Choice options are the alternative actions available to the person making the decision. Most of us feel cabined in our choices, even though in fact we often have several we could choose from. Consequences are the short-term results of a decision; outcomes are the longer-term impacts of a decision. The framework proposed by the article pushes decision-makers to express the positive and negative poles of outcomes and consequences for a broader array of choice options. The final step is to consider all that in light of personal goals and values (See my post of May 23, 2008: values of a law department, with 12 references cited.).
One question in a recent survey about satisfaction with law firms, from Inside Counsel, July 2008 at 47, asked in-house counsel to rank on importance at least 10 criteria they apply when hiring outside counsel. In order, the eight highest-ranking criteria were responsiveness, industry experience, creative solutions, billing rates, reputation, preventive counseling, multiple practice areas, and alternative fee arrangements.

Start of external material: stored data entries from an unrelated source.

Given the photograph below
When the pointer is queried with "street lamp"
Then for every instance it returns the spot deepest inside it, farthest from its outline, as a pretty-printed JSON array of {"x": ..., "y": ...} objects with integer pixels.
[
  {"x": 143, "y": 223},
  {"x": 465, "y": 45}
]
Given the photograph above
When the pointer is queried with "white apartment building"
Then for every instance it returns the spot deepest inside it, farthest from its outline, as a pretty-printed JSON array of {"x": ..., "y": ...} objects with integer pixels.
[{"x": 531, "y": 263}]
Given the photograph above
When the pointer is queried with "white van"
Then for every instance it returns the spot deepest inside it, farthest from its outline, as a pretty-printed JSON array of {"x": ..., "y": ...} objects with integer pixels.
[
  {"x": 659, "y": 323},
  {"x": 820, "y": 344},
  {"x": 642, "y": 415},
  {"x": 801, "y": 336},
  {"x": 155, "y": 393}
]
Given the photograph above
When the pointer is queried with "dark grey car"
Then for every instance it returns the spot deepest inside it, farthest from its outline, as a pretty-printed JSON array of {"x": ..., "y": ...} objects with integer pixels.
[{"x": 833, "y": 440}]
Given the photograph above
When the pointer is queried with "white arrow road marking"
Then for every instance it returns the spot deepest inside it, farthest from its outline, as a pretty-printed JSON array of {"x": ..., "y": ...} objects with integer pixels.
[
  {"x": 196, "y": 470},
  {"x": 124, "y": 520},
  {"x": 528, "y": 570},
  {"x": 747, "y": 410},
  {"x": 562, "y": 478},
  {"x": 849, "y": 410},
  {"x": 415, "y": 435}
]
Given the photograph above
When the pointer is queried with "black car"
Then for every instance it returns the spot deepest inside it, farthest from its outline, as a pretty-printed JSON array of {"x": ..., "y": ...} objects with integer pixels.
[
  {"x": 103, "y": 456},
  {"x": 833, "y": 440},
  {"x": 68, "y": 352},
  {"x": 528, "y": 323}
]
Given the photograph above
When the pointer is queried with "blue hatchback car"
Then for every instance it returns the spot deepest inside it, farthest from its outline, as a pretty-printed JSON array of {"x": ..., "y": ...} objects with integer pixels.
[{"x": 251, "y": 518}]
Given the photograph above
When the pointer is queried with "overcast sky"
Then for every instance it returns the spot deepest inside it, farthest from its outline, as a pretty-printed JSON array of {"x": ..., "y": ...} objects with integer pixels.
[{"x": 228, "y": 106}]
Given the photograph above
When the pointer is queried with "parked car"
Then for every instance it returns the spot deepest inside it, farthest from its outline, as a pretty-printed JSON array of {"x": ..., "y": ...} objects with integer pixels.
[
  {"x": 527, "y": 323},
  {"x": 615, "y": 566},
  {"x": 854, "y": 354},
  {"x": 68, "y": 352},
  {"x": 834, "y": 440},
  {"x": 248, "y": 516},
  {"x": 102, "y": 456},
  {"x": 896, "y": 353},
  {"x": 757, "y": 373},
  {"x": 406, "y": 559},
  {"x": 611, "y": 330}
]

Three of those eight criteria come into play when a law department decides whether to keep using a law firm, but they have little to offer during the initial decision to hire the firm. No one a law department can evaluate law firm responsiveness much even by a competitive process, nor creative solutions, and especially not the firms adeptness at preventive counseling. Once a law firm has represented a company for a while, the members of the legal department can have views on those three attributes – responsiveness, creativity, and preventive counseling – but among a group of unfamiliar law firms, no input is available.

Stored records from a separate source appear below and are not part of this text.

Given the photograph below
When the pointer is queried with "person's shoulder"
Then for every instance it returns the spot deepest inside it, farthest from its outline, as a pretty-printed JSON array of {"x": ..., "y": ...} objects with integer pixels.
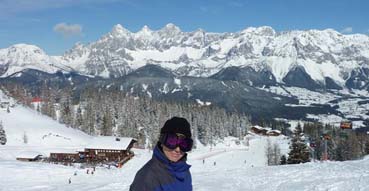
[
  {"x": 146, "y": 178},
  {"x": 148, "y": 169}
]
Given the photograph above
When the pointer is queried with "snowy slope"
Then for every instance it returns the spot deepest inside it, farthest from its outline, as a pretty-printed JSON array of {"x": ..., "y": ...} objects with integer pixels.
[
  {"x": 226, "y": 166},
  {"x": 229, "y": 173},
  {"x": 41, "y": 134}
]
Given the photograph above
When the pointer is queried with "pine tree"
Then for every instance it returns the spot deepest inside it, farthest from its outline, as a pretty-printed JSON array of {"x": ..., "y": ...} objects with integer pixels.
[
  {"x": 299, "y": 152},
  {"x": 2, "y": 134},
  {"x": 25, "y": 138},
  {"x": 283, "y": 160},
  {"x": 367, "y": 148}
]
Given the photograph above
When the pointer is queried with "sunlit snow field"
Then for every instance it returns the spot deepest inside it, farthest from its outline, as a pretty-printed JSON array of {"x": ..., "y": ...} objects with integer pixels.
[{"x": 227, "y": 166}]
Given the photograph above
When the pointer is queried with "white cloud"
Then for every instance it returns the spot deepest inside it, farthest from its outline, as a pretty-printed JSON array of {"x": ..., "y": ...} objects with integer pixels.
[
  {"x": 13, "y": 7},
  {"x": 236, "y": 4},
  {"x": 68, "y": 30},
  {"x": 347, "y": 30}
]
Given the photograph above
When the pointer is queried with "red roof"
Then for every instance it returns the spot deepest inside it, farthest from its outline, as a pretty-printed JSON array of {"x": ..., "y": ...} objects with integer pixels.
[{"x": 36, "y": 99}]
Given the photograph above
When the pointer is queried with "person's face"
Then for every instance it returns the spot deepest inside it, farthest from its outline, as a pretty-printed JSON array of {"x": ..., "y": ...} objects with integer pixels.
[{"x": 173, "y": 155}]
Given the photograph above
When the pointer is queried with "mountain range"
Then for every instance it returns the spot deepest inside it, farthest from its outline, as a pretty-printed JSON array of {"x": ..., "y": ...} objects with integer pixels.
[{"x": 230, "y": 69}]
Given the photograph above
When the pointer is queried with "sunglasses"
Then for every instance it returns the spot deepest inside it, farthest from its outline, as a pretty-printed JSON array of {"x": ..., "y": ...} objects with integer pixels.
[{"x": 173, "y": 141}]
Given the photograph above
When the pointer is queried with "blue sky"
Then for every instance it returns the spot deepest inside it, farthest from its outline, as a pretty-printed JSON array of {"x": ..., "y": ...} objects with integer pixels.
[{"x": 56, "y": 25}]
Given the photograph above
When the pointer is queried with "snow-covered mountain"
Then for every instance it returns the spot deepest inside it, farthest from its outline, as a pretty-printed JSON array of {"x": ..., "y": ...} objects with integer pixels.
[
  {"x": 324, "y": 57},
  {"x": 226, "y": 166}
]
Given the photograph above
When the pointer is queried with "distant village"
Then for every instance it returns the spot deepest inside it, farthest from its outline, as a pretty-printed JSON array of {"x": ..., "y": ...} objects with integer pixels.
[{"x": 108, "y": 150}]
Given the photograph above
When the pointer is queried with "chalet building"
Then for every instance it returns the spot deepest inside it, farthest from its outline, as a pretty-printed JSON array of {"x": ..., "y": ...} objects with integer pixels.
[
  {"x": 64, "y": 157},
  {"x": 105, "y": 149},
  {"x": 29, "y": 156},
  {"x": 259, "y": 130},
  {"x": 273, "y": 133},
  {"x": 265, "y": 131}
]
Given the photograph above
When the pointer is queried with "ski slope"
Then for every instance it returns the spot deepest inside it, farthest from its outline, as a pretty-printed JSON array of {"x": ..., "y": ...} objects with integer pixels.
[{"x": 225, "y": 167}]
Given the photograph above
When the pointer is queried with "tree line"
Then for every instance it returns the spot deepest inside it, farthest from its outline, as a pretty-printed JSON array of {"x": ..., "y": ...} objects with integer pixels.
[{"x": 113, "y": 112}]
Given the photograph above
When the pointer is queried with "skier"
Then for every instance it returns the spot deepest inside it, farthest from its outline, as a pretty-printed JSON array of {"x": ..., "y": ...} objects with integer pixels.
[{"x": 167, "y": 170}]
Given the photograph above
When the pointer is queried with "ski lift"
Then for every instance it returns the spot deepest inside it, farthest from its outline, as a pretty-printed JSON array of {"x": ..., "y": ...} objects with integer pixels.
[{"x": 346, "y": 125}]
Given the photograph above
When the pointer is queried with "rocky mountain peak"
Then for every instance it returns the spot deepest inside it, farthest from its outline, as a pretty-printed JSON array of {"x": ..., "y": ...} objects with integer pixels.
[{"x": 119, "y": 31}]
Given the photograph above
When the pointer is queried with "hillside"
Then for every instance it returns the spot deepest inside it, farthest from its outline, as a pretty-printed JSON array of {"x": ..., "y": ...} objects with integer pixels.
[{"x": 226, "y": 166}]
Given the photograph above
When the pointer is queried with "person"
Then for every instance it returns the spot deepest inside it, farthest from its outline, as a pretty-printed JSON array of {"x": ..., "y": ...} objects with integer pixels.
[{"x": 167, "y": 170}]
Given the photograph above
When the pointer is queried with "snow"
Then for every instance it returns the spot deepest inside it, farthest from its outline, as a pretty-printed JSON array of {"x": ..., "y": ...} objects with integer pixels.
[{"x": 231, "y": 164}]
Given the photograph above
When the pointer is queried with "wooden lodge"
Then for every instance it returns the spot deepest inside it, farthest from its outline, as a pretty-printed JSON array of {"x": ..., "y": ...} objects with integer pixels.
[
  {"x": 265, "y": 131},
  {"x": 107, "y": 149},
  {"x": 29, "y": 156}
]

The in-house counsel responding to the survey also feel that "national reach and international reach are the least important factors when general counsel are selecting a firm" (See my posts of July 13, 2008 and July 27, 2008: a claim that global forces drive law department agendas.).
We admire law departments that regularly hive off general counsel to other companies. We recognize that strong talent may have too little head room in one department, but can stand tall elsewhere (See my posts of Dec. 19, 2007: inevitable to lose some talented lawyers; and Jan. 18, 2008: general counsel unconcerned with loss of talent.).
A department that is consistently the farm team for the major league team of another company, that every year or two exports a qualified, strong lawyer to take a senior position elsewhere, is a law department that has hired well, given good managerial and substantive experience, and bred an attractive recruit (See my post of Feb. 7, 2008: more disadvantages of low attrition rates.).